See, back in the early '80s, Apple had a genuine hit with the ][ and its successors, the ][+ and //e. But while they had enduring success in the educational market, their place in selling to both the home market and the business market was being eaten up — on the home side, by cheaper machines with better graphics like the Commodore C64 and Tandy Color Computer, and on the office side, by IBM's PC and its clones. Their first attempt at a business machine, the Apple /// — basically a souped-up II with the fun parts taken out, designed almost entirely by the marketing department — launched in 1980 with stability issues that required a recall, and the line was already considered a failure. (The /// was the computer that, according to legend, had such bad heat problems that the chips would work their way out of their sockets; the reported corrective was to drop the machine from six inches off the desk to knock the chips back in.)

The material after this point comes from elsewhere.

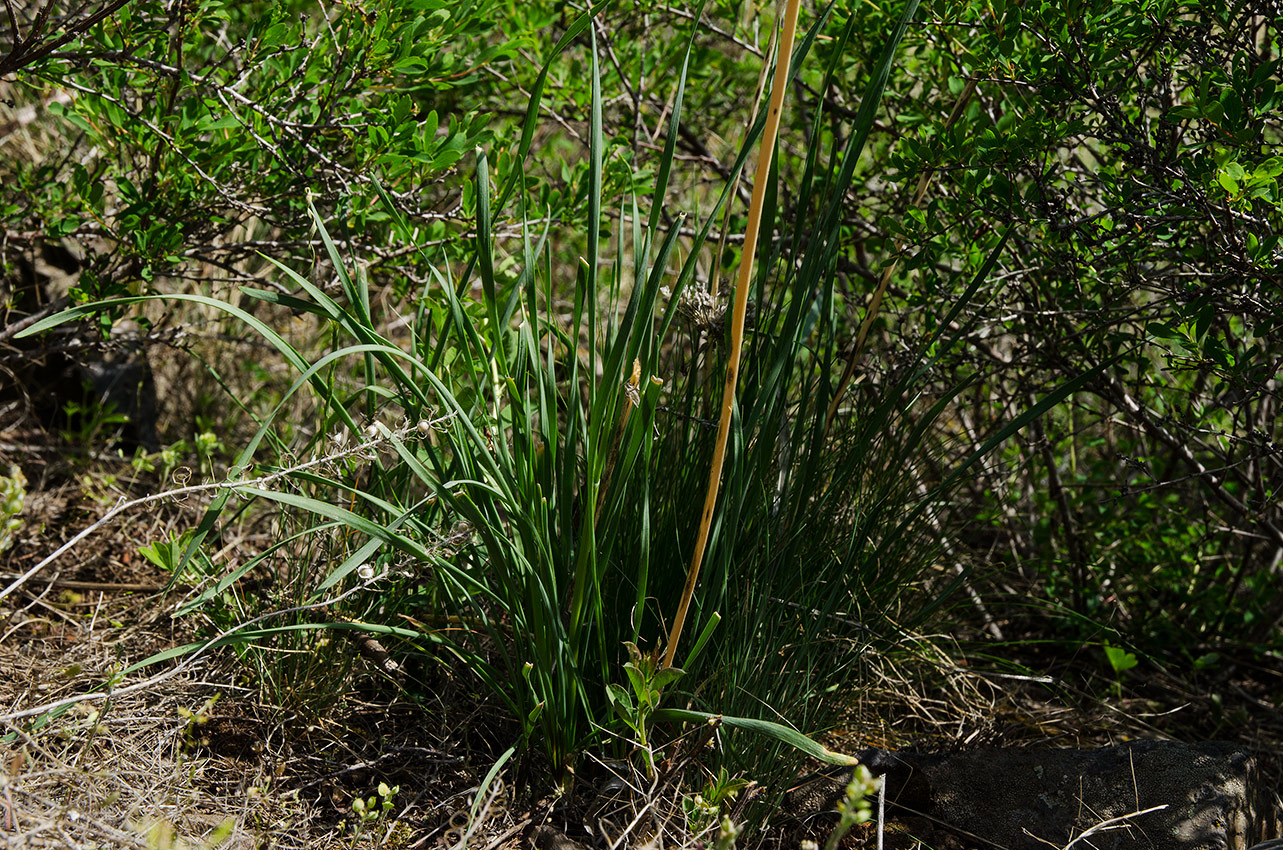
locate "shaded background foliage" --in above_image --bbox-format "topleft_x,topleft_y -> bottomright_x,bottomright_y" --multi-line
882,0 -> 1283,657
2,0 -> 510,303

This failure had sent everybody back to the drawing board. Steve Jobs led a team to take the graphical user interface ideas pioneered by Xerox PARC and make it a business machine, with a new operating system and office suite, that would eventually become this machine, the Apple LISA. (LISA supposedly stood for "Locally Integrated Software Architecture", but Jobs's first daughter was named Lisa, so. Wags claimed it stood for "Let's Invent Some Acronym".)
Jobs's leadership and, honestly, mismanagement became onerous for everyone involved, and the project was taken away from him in 1982. The Lisa launched in 1983, at a $10,000 price (around $26k in today's money), to a lukewarm reception. Jobs, meanwhile, had turned around, taken Jef Raskin's team's project, and pushed them to change it from a sub-$1000 text-based office appliance to a stripped-down but incompatible version of the Lisa: the Macintosh, which shipped in 1984 to immediate acclaim.

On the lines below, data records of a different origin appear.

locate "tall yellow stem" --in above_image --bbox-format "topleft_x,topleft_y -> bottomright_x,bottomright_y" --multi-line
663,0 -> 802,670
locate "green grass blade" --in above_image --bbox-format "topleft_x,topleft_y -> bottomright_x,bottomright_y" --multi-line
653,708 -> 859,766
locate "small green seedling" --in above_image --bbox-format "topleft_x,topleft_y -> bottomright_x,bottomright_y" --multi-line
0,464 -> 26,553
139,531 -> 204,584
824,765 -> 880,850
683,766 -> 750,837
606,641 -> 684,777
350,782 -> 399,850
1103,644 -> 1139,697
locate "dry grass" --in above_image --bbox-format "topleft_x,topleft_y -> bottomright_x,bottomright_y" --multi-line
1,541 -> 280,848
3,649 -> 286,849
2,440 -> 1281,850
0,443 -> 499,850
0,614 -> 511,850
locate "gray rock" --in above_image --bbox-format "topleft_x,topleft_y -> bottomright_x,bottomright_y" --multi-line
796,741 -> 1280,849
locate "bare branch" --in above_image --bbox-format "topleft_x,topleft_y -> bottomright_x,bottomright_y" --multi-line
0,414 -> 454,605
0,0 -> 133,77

After the Macintosh was an obvious success and the Lisa an obvious failure, Apple tried to salvage the line by installing a Mac upgrade package in it and pitching it as the Macintosh XL; this wasn't much more successful, and well into the '90s surplus houses had vast stocks of new old stock Lisas.
Anyway, there's nothing I could actually do with a Lisa, it'd take untold hours of restoration and repair to get it to where I couldn't run anything on it, and it'd take up a huge amount of space.
Doesn't mean I don't still want it, though.